The Victorian government confirmed the route for the “long-overdue completion” of the ring road in Melbourne last Friday. It noted that the business case for the road project has yet to be finalised, which may change the project’s estimated cost. Following that, the project will start procurement and secure the required approvals in 2018, with a preferred bidder to be selected in 2019. Construction is due to start the following year.

When the Victorian government announced the project in December 2016 – pledging to build the scheme provided the Labor administration is re-elected in 2018 – it said it would be developed under the same model used to build the Metro Tunnel. The latter was broken up into a series of packages, some of which were procured using the PPP model. Revenue-wise, the project will be funded using a mixture of government contributions and tolls on certain stretches of the road, the state government previously said.

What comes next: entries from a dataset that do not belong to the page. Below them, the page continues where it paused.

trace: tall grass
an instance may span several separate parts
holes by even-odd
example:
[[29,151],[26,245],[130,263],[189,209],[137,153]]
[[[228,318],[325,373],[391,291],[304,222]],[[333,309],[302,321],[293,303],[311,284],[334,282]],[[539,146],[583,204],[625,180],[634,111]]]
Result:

The road project will begin on the Eastern Freeway at Springvale Road, where capacity will be doubled with six extra lanes to ease traffic congestion. “The expanded Eastern Freeway will remain toll-free under the Andrews Labor government,” said Daniel Andrews, the state premier.

The mega-freeway will then connect to a new six-lane, 5 kilometre tunnel which travels beneath the Yarra River, while the project’s endpoint connects to the M80 Ring Road at Greensborough. Users of the new road connecting the Freeway to Greensborough will be charged.

Travel times between the north and south of Melbourne will be cut by up to 30 minutes in each direction, especially for those who travel to Melbourne Airport from the south and east, the state government claims. The project aims to remove up to 15,000 lorries a day from local streets, and more than 9,000 vehicles from hotspots such as Rosanna Road.